More than 50 years later, a mother, who was not identified by authorities, found what she believed to be human remains in her son’s old rock collection, the sheriff’s office said. Her son had been an avid rock collector as a child and had inherited the collection from his grandfather.

The mother contacted the sheriff’s office in 2002, but the mystery of the unidentified person was not resolved until this year, after researchers at the Investigative Genetic Genealogy Center at Ramapo College in Mahwah, New Jersey, got involved.

Cairenn Binder, assistant director of the center, said officials at the sheriff’s office had told researchers they were unsure when and where the child had collected the bone.

“That was all the information that we had going into it: that it was a jawbone with some teeth and they didn’t know who it belonged to,” she said Sunday.

At that point, traditional DNA testing had been done on the bone but it had not yielded a match in government databases.

“That’s where we come in,” Binder said.

The remains were sent for more advanced DNA testing, which was conducted by Intermountain Forensics, a DNA testing laboratory in Salt Lake City.
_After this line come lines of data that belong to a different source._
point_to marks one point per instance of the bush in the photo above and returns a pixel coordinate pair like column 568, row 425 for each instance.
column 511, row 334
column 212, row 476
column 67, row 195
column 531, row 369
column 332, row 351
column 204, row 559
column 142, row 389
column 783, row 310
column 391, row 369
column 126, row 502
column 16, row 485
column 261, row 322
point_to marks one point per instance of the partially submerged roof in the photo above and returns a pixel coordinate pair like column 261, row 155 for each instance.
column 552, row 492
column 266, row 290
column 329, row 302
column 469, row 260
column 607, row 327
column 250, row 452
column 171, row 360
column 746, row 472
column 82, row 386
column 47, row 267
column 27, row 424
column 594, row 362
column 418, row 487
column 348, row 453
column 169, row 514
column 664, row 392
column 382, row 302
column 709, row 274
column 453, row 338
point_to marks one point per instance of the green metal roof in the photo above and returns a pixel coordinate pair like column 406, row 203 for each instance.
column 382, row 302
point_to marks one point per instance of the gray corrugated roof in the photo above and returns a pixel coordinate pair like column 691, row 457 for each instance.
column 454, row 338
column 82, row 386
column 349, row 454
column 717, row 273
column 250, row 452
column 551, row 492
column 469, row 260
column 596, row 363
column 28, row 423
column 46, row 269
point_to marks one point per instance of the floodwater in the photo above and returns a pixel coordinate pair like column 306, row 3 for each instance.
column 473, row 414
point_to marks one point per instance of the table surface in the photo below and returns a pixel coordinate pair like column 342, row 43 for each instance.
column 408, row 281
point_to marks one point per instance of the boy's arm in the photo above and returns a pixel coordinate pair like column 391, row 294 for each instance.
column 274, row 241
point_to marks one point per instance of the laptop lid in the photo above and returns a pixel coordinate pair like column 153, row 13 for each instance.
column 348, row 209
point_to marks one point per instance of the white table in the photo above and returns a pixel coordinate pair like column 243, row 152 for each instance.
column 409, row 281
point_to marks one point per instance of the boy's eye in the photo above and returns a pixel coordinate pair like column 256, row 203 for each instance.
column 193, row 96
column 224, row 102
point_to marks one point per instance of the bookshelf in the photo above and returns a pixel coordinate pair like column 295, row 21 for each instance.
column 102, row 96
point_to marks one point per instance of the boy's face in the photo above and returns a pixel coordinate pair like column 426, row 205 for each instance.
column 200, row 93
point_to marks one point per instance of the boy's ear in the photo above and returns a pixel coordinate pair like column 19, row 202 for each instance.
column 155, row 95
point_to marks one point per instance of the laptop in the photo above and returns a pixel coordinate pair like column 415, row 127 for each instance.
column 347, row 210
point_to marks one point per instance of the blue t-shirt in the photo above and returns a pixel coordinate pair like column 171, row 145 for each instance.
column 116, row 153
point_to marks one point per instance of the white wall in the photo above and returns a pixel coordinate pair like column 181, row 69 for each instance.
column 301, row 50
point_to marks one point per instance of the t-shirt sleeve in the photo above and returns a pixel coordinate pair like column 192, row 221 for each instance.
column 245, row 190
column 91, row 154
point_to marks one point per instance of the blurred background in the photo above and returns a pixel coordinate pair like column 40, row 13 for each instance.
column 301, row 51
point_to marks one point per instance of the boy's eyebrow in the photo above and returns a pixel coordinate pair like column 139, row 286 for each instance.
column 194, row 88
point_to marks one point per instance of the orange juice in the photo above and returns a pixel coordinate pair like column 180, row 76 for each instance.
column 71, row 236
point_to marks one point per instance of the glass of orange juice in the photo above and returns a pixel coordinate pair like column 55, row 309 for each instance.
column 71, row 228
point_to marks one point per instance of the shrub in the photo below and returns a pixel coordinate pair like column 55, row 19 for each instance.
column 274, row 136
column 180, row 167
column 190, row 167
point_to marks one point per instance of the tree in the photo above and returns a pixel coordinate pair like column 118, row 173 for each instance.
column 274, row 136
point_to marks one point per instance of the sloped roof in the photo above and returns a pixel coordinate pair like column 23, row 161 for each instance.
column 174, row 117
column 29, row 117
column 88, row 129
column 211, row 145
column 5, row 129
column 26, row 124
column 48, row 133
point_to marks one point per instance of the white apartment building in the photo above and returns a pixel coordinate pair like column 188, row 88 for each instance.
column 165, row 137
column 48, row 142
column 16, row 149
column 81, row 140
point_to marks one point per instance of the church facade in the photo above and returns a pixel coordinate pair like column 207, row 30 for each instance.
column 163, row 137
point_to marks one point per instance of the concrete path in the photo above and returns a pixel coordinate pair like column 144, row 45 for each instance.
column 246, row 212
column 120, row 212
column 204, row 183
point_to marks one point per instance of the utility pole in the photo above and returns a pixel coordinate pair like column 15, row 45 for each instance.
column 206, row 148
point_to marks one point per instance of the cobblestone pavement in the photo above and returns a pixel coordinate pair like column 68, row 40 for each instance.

The laboratory did whole-genome sequencing and created a genetic profile that was added to GEDmatch Pro and FamilyTreeDNA, public genealogy databases.

Binder said the genetic profile became available in July 2023, just as the Ramapo College center was preparing for a weeklong boot camp, where six students and a high school intern worked together to try to solve cases. After two days, the group found a candidate for a match.

“We did not expect they would solve it so quickly,” she said.

The students had a video call with the sheriff’s office and the Yavapai County medical examiner to present their findings. Authorities were then able to request a DNA sample from Yager’s daughter to determine whether it was a match. The result was confirmed in March.

Binder said it was an honor to learn more about the captain.

“He really was a war hero,” she said. “He served in World War II and he was preparing for service in Korea when he perished.”

The sheriff’s office said the Yager family was “very grateful to everyone for their efforts to bring final closure” to the case. Yager’s relatives could not be reached Sunday.

No one involved in the investigation knows how the jawbone ended up in Arizona. Researchers said that a scavenger animal, like a bird, may have picked it up and eventually left it in Arizona during its travels.

David Gurney, director of the Investigative Genetic Genealogy Center, said that a case like Yager’s was likely to remain unsolved until about 2018, when public genealogy databases started being used to crack cold cases and DNA testing advanced.

“We’re looking at hundreds of thousands or millions of locations on the genome, rather than just a couple of dozen, like traditional DNA testing does,” Gurney said.

The Ramapo College team used public records and information from the Utah lab to build a family tree and determine a possible match.

“Normally, a case like this would take longer,” Gurney said. “But because we had that really intensive approach, with all of us together in a room for two days for eight hours each day, we were able to bounce ideas off one another and really focus in quickly, in a way that we wouldn’t have been able to do if any of us had been working alone on the case.”